As SPLC noted, a “primary FAIR aim in creating the CBA has been to convince black Americans that Latino immigrants will take their jobs or significantly depress their wages, despite a preponderance of evidence to the contrary.”
During her appearance on Ingraham's radio show, Durant repeated this sentiment, claiming that immigration reform will “decimate low-skilled workers, not just blacks -- but a large number of low-skilled workers happen to be black.” Referring to the Senate-passed immigration bill, she added: “So if the bottom line is, if you care about your constituents and you care about black unemployment, you've got to stand in opposition to this bill.”
In fact, the evidence is overwhelming that “there is little apparent relationship between recent immigration and unemployment rates among African Americans, or any other native born racial/ethnic group, at the state or metropolitan level."

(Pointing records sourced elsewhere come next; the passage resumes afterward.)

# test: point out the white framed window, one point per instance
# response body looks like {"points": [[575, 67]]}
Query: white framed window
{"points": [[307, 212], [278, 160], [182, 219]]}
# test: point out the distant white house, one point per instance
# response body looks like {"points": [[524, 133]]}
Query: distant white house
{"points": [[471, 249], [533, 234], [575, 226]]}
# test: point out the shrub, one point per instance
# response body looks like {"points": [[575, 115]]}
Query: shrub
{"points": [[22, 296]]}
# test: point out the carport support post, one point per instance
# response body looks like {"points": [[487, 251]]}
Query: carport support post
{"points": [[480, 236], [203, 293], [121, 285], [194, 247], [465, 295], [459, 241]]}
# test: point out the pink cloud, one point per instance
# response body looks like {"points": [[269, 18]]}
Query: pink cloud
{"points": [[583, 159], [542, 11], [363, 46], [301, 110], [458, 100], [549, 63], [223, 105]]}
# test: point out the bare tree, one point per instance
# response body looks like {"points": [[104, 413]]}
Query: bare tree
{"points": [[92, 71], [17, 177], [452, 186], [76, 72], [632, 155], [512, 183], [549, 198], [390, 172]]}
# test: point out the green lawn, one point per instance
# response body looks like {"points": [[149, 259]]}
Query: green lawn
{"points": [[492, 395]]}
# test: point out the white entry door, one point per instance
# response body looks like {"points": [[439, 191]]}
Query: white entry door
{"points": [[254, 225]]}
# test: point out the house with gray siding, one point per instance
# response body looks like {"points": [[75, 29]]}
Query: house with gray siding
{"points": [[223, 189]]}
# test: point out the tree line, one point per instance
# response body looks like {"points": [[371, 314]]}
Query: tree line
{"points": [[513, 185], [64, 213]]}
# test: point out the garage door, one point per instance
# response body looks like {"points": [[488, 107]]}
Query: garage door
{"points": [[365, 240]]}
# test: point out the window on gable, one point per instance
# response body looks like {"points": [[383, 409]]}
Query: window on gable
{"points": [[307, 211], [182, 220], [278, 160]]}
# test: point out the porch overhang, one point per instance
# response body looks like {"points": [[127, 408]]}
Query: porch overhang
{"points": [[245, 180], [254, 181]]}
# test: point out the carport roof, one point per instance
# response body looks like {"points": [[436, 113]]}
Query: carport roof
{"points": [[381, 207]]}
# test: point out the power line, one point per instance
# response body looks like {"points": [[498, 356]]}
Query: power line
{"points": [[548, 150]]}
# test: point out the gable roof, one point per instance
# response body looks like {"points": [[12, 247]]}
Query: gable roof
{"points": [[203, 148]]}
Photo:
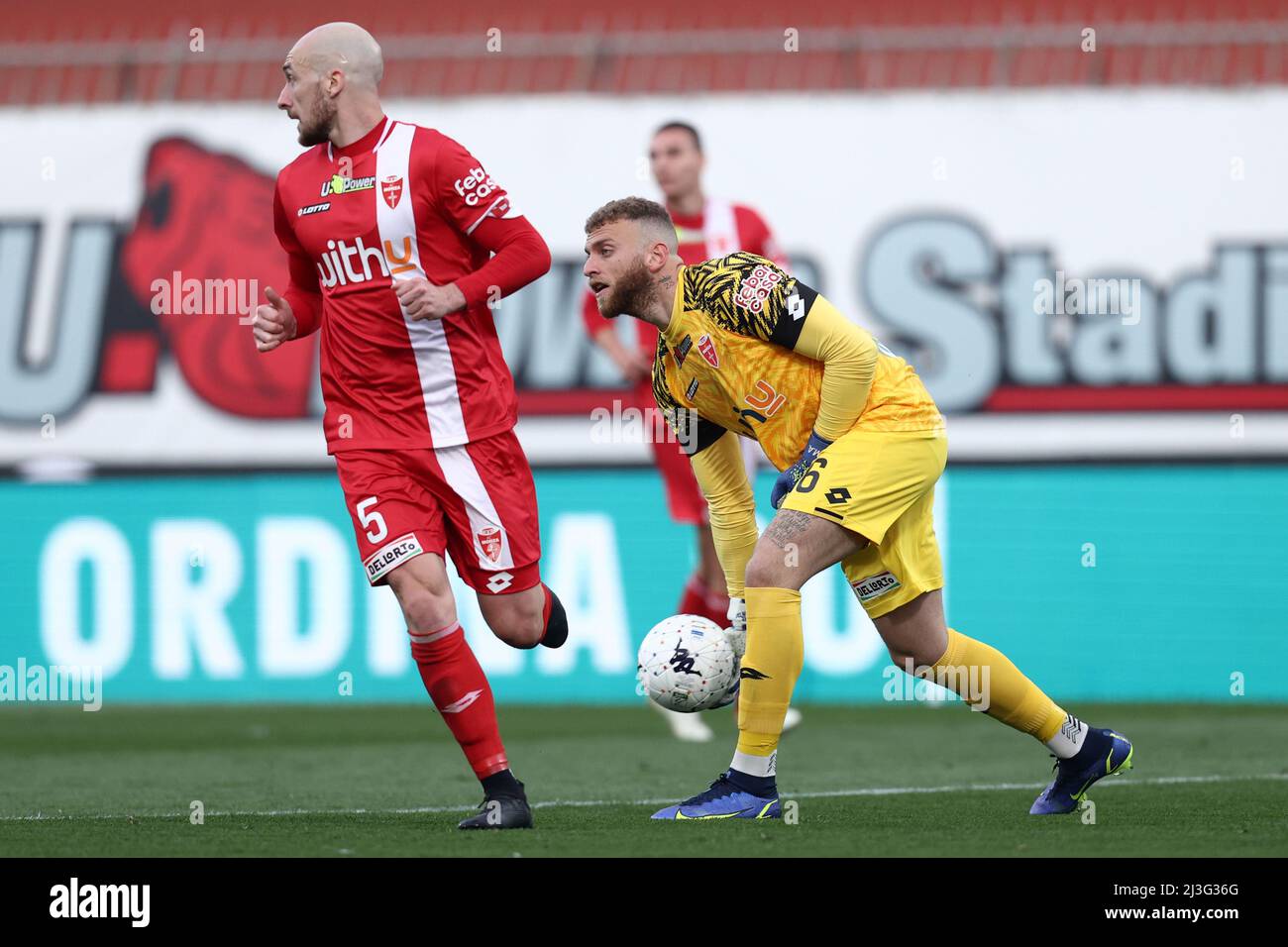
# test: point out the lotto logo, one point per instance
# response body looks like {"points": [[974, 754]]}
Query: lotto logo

But BALA's July 15 rally is predicated on advancing these myths. The event has been endorsed by Fox News contributors Herman Cain and former Rep. Allen West (R-FL), with the latter being a featured speaker. Three Republicans -- Sen. Ted Cruz (TX) and Reps. Steve King (IA) and Mo Brooks (AL) -- have also endorsed the event and have signed on to speak at the rally. The rest of the speakers' lineup,which includes Durant, reads like a who's who of the nativist and anti-immigrant movement:
- Anti-immigrant commentator Michael Cutler, who is also associated with CIS.
- Frank Morris, who sits on the boards of FAIR and CIS and is the vice president of PFIR.
- Rev. Jesse Lee Peterson, who has made several inflammatory remarks including claiming that President Obama is racist against white people, that he was elected because “Satan is targeting the U.S.,” and that black clergy who support Obama are “leading their congregations to hell.” He has also previously thanked God for slavery and in a recent column at WND.com wrote that “black racism is out-of-control ”and that “black racism ... killed Paula Deen's career!”
As People For The American Way stressed, “The members of BALA are entitled to voice their opinions, but they should be mistaken neither for a mainstream group nor for a fresh voice in the immigration reform debate.”
Wade Henderson, president of the Leadership Conference on Civil and Human Rights, has repudiated BALA's message and made clear that the group does not speak for the wider African-American community:
Actual civil rights leaders view immigration reform as a defining civil and human rights issue of our time. The opinions expressed in today's press conference are not shared by most African-Americans, civil rights leaders, members of the Congressional Black Caucus or any other significant constituency in the African-American community.
The Congressional Black Caucus has expressed support for immigration reform, which Rep. John Lewis (D-GA) has said parallels the fight for civil rights.
According to a poll by Lake Research Partners commissioned by the Leadership Conference on Civil and Human Rights, 66 percent of African-Americans support immigration reform. In addition, African-American voters are credited with providing the “critical push” that was needed to help approve Maryland's “DREAM Act” referendum during the last election, which offers in-state tuition to undocumented students who want to attend college. At the time, 70 percent of black voters said they supported the “DREAM Act.”